If you’re not sure what to write, try some of these suggestions.
1. Vent Your Day’s Worries and Frustrations. Anger, worry, and frustration are natural and healthy responses to life’s stresses, but it’s important to release them in a healthy way. Journaling is an excellent way to blow off steam and let go of some of the anger you may be feeling. Writing down your angry or unpleasant thoughts can help you make sense of them as well as provide a sense of catharsis you can’t get from bottling up your emotions.
It’s also worth documenting troubling experiences here so that you can examine why they’re affecting you, and how you can respond to or move past them.
2. Keep a Gratitude Journal. On the opposite side of the coin, you can keep track of things that make you happy. Reflecting on what brings you joy can help put you in a more positive mood, which can also benefit your physical health, your mental health and lead to better sleep.
Consider a positive experience or event that has happened recently, and be sure to note why it brings you happiness. Some extra positivity in your life can really go a long way in helping you get a better night’s sleep.
3. Make a To-Do List. Writing out a to-do list may seem overwhelming if you’ve got a lot on your plate, but it really is helpful for quieting anxious thoughts and helping you clear your head each night.
Begin by compiling the unfinished tasks you need to address tomorrow, big or small. Not only does this provide you a clear list of intentions for the following day, but it also helps you keep track of your progress and removes the anxiety of pondering all these tasks as you’re trying to wind down for bed.

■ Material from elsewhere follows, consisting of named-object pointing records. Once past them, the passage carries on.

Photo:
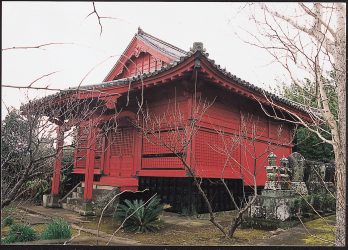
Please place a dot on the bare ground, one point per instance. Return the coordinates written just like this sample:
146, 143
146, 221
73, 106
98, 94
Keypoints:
176, 230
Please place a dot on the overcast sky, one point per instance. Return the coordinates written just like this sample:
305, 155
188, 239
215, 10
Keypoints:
181, 24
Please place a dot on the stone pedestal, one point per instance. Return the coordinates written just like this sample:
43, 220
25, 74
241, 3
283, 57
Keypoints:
49, 200
272, 209
299, 187
87, 209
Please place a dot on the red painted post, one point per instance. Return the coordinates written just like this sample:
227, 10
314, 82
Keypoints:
89, 175
58, 161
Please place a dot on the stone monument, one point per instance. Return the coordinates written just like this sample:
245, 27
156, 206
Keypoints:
296, 164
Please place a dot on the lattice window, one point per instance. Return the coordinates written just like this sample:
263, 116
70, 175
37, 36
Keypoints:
81, 152
122, 141
162, 162
206, 157
156, 144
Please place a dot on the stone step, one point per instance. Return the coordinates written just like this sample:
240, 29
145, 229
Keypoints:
71, 207
73, 201
80, 190
76, 195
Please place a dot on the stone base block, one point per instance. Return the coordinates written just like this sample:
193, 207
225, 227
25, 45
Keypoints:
277, 185
262, 223
273, 207
299, 187
49, 200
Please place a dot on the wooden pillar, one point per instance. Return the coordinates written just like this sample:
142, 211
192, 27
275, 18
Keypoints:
137, 151
190, 148
89, 174
58, 161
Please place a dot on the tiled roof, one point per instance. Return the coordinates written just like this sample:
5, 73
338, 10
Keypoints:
197, 48
160, 45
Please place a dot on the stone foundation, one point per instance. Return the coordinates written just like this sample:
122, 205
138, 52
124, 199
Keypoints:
49, 200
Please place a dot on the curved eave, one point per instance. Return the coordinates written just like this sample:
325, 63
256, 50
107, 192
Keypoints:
228, 81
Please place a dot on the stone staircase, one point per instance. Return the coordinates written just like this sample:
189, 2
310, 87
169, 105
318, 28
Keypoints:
73, 201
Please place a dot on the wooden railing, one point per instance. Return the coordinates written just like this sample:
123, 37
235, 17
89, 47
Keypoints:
72, 190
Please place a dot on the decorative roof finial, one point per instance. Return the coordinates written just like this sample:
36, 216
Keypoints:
197, 46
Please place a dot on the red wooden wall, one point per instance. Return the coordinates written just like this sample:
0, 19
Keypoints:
120, 154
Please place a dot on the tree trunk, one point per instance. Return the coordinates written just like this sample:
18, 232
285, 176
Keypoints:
340, 197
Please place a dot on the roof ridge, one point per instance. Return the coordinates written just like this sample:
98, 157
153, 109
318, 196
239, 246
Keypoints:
163, 42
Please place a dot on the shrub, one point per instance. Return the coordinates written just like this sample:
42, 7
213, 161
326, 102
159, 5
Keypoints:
329, 203
317, 201
145, 219
8, 221
20, 233
57, 229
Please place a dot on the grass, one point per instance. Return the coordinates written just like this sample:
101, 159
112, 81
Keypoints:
57, 229
321, 228
20, 233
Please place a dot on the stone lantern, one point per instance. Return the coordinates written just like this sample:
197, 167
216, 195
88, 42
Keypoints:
272, 159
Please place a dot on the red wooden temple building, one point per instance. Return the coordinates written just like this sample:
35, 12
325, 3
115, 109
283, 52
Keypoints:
111, 152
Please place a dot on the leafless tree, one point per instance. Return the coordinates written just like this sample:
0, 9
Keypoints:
175, 132
309, 42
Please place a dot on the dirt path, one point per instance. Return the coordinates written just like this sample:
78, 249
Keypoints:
179, 230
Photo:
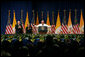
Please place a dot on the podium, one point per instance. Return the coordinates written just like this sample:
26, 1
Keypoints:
42, 29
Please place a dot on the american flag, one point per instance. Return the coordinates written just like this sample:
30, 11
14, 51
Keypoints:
9, 29
76, 29
23, 28
53, 29
34, 28
64, 29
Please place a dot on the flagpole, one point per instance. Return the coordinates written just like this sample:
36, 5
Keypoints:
8, 17
42, 15
33, 16
53, 17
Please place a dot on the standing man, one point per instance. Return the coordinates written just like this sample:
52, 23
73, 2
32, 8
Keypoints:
18, 28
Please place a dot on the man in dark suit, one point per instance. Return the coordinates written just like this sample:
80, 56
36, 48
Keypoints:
18, 28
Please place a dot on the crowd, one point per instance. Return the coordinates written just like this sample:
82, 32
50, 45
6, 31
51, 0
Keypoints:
50, 47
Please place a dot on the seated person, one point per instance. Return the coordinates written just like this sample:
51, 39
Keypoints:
18, 28
43, 26
29, 29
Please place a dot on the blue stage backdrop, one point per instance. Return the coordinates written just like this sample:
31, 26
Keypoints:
39, 6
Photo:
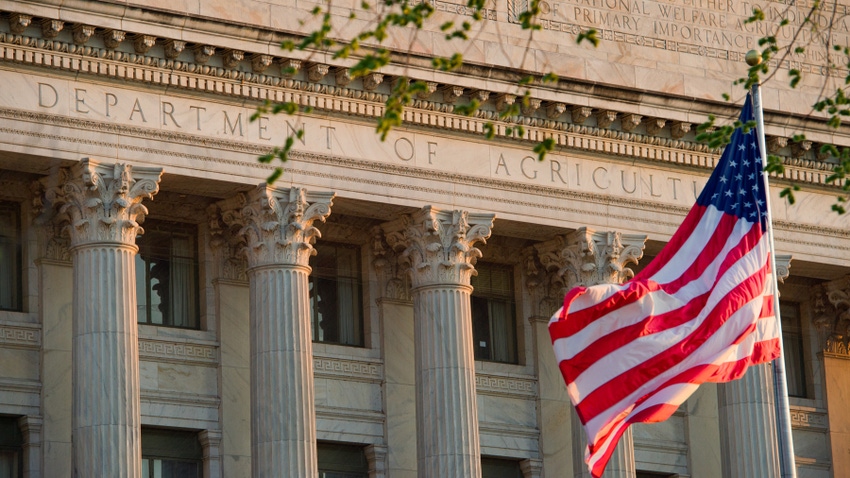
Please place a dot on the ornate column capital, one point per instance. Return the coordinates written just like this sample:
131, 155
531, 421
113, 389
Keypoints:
587, 257
101, 202
391, 269
277, 224
783, 266
832, 316
227, 246
545, 287
438, 246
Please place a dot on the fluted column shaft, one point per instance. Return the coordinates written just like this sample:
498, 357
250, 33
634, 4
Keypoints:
748, 425
439, 250
283, 414
274, 229
100, 207
106, 420
585, 258
447, 410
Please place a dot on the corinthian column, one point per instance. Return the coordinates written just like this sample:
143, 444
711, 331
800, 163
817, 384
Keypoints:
584, 258
748, 433
101, 207
438, 247
277, 229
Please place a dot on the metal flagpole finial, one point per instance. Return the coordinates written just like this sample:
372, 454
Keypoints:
753, 58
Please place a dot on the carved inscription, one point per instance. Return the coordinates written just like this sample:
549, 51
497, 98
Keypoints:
715, 28
165, 113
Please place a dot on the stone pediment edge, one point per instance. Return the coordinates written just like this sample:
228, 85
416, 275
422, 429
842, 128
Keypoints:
395, 170
53, 55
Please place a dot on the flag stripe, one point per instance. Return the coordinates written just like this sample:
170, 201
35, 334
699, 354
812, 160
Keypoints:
607, 389
635, 303
702, 311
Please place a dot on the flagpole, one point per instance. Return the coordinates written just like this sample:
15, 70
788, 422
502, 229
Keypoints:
780, 385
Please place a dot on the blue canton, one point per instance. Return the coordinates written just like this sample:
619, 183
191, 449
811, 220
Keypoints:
737, 185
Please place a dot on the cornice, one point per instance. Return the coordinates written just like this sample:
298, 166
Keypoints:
247, 76
557, 199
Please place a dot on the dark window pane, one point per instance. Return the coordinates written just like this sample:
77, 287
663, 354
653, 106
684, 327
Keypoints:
500, 468
337, 460
336, 292
10, 256
171, 454
11, 448
792, 341
167, 275
494, 313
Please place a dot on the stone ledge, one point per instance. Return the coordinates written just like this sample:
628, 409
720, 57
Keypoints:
20, 335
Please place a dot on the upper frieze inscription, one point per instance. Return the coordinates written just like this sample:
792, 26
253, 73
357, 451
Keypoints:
715, 27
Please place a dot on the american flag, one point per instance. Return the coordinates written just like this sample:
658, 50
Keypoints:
701, 311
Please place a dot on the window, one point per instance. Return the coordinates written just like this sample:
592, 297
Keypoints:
167, 274
500, 468
651, 474
171, 454
10, 256
336, 293
337, 460
494, 313
11, 449
792, 341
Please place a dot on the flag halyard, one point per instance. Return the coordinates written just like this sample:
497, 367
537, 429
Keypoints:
702, 311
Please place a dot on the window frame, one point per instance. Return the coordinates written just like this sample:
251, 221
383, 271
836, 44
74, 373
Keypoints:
481, 295
346, 469
800, 341
175, 454
323, 274
16, 243
12, 441
172, 228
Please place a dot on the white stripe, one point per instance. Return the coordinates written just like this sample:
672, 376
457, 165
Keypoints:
653, 303
715, 348
693, 245
676, 394
644, 348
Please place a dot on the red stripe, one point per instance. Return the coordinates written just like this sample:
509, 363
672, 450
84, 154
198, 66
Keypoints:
679, 238
767, 307
652, 324
711, 250
630, 380
762, 352
637, 289
571, 323
608, 344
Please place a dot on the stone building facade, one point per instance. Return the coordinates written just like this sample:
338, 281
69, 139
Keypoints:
382, 308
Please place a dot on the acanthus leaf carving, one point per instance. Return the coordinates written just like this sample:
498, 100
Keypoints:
587, 257
98, 202
390, 267
277, 224
438, 246
832, 316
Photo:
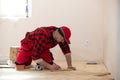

You can follow these prompts as much or as little as you want — the important thing is that you are writing.
Note: If you are making a list of things to remember or a gratitude list, you can do that in bed or right before bed. But if you practice journaling as described above, try to do it right after dinner or two to three hours before going to bed so you have plenty of time to process.
It may not always be an easy habit to get into, but journaling before bed can really make a difference if you’re struggling to get a good night’s sleep. If you’re preoccupied with nighttime worries, give it a try. Good sleep and renewed peace of mind could be just a few minutes away.